Bezüglich der Reisezeit empfehlen sich definitiv die Sommermonate Juni, Juli und August. Während der Juli zumeist die höchsten Temperaturen aufweist, muss man aber auch mit fast doppelt so viel Niederschlag rechnen. Meiner Meinung nach ist der Juni daher empfehlenswert und man kann seine Reise mit einem Mittsommerfest Ende Juni verbinden.
Es gibt zwei offizielle Routen auf den Kebnekaise, welche unterschiedliche Herausforderungen bieten. Vor Beginn der Wanderung sollte man sich über diese verschiedenen Möglichkeiten genauer informieren und die jeweils passende Ausrüstung vorbereiten. Die West Route ist die „familienfreundlichere“ Tour im Vergleich zur Ost Route, da man ohne Klettergurt und ohne Steigeisen auskommt.
Man trifft auf der West Route viele andere Wanderer und sieht auch Familien mit Kindern im Grundschulalter, welche diese Tour hervorragend meistern. Die zurückzulegende Distanz ist hier zwar ein wenig länger, aber man hat dafür weniger steile Passagen. Auf der Karte (siehe unteres Bild) kann man die Route schön nachvollziehen. Man sieht, dass der Weg in einem Bogen um die steilen Passagen führt, bevor man schließlich den Südgipfel des Kebnekaise erreicht.
Entlang der West Route auf den Kebnekaise
Im ersten Segment führen schmale, ausgetretene Pfade vorbei an hohen Büschen, bis man schließlich den Fuß des Toulpagorni erreicht. Von hier aus fängt man an, die ersten richtigen Höhenmeter hinter sich zu bringen. Etwas später erreicht man einen Schmelzwasserstrom, der überquert werden muss. Diese kann man – abhängig von den vorherigen Temperaturen – entweder mit ein paar kleinen Sprüngen überqueren oder es sind nasse Füße garantiert…
Hat man die Strauchgrenze überwunden, wandert man ausschließlich auf Gestein und Geröll. Nun erreicht man ein kleines Plateau, von dem aus man entweder weiter Richtung Kebnekaise läuft oder auf den Toulpagorni klettern kann. Ich empfehle, zunächst auf den Kebnekaise zu steigen, da diese Strecke durchaus anspruchsvoll ist. Wer nach dem kräfteraubenden Kebnekaise Aufstieg immer noch Kraft und Lust hat, kann den Toulpagorni vielleicht noch auf dem Rückweg bezwingen.

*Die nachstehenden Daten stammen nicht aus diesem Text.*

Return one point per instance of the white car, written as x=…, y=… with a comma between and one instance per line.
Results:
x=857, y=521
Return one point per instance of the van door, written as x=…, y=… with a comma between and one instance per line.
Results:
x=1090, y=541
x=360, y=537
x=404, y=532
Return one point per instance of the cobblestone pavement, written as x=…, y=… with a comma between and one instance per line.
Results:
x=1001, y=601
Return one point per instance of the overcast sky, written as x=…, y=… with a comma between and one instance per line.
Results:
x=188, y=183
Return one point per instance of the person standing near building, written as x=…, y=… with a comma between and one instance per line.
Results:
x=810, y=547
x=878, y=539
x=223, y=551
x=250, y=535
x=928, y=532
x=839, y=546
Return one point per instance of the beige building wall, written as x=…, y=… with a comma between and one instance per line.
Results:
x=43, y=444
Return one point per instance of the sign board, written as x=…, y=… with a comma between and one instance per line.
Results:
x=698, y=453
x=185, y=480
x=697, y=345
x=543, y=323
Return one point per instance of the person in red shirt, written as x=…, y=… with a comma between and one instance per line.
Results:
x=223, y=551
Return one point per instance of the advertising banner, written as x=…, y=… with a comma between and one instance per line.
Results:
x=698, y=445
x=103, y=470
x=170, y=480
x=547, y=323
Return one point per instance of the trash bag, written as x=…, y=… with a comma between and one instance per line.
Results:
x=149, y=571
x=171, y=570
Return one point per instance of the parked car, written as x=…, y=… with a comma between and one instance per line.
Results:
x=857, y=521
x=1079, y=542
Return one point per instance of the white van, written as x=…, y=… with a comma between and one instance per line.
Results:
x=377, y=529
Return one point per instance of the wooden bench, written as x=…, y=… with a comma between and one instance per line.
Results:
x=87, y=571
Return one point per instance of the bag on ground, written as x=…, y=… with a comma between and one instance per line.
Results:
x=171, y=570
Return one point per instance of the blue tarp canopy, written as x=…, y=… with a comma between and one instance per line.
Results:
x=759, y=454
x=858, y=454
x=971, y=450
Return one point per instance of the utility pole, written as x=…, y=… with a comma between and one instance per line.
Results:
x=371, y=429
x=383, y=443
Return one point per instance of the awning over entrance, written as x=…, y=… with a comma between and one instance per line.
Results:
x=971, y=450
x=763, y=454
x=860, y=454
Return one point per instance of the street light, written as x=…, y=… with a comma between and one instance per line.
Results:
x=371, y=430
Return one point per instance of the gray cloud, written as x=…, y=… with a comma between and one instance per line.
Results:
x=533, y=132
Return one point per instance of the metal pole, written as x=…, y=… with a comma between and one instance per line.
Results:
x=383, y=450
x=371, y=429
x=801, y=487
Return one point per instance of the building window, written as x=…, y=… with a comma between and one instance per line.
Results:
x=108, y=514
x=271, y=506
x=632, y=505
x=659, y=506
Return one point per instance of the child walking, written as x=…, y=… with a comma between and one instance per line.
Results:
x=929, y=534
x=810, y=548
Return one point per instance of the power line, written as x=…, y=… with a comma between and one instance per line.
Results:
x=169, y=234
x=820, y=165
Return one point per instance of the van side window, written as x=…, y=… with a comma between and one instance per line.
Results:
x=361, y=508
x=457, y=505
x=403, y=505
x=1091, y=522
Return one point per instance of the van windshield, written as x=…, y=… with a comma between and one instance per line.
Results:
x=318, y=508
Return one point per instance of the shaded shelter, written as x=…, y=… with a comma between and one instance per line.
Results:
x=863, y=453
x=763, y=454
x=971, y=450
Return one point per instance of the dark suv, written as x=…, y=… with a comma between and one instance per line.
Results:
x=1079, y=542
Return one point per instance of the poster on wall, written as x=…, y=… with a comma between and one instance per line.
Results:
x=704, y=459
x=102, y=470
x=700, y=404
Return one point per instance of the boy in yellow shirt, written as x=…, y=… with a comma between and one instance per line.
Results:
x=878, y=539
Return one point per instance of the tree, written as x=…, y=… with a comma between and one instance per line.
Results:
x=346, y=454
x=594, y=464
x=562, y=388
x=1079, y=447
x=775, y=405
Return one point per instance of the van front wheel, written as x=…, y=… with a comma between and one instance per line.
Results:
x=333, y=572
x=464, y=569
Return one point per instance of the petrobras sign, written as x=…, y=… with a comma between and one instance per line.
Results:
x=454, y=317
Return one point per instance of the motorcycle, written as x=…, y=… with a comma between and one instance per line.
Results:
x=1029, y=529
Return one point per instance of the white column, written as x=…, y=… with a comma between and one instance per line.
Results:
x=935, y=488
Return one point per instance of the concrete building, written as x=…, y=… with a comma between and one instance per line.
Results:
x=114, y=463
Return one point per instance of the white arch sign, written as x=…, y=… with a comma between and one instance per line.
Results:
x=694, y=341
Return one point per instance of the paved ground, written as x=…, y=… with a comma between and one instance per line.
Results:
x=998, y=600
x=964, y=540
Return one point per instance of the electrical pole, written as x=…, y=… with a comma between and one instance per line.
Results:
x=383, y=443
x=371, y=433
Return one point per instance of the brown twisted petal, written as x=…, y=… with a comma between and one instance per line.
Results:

Wenn man Richtung Kebnekaise weiter geht, kommt nun das erste richtig anstrengende Segment. Große Findlinge und loses Geröll an einem steilen Hang bedürfen Vorsicht und bedingen festes Schuhwerk. Rote Punkte entlang des leicht ausgetretenen Pfades helfen sehr bei der Orientierung. Es ist empfehlenswert, sich an diese Route zu halten, um sich nicht unnötigen Gefahren auszusetzen. Oben angekommen, findet man ein Plateau, welches mit tausenden kleinen Steinhäufchen geschmückt ist. Zu diesem Zeitpunkt hat man die meisten Höhenmetern bereits hinter sich gelassen und ist schon fast auf Augenhöhe mit dem Kebnekaise. Allerdings bemerkt man nun auch, dass man erst noch einmal in ein Tal absteigen muss, bevor man den Gipfel erreicht.
Dem Gipfel des Kebnekaise und somit dem Ziel ganz nahe
Hat man den Talboden erreicht, geht es nun direkt auf der anderen Seite des Tals wieder nach oben. Relativ sanft schlängelt sich der Pfad immer weiter auf Geröll und Findlingen entlang, bis man schließlich am Fuß des schneebedeckten Gipfels steht. Auf den letzten hundert Höhenmetern kann man schon den spektakulären Rundumblick erahnen.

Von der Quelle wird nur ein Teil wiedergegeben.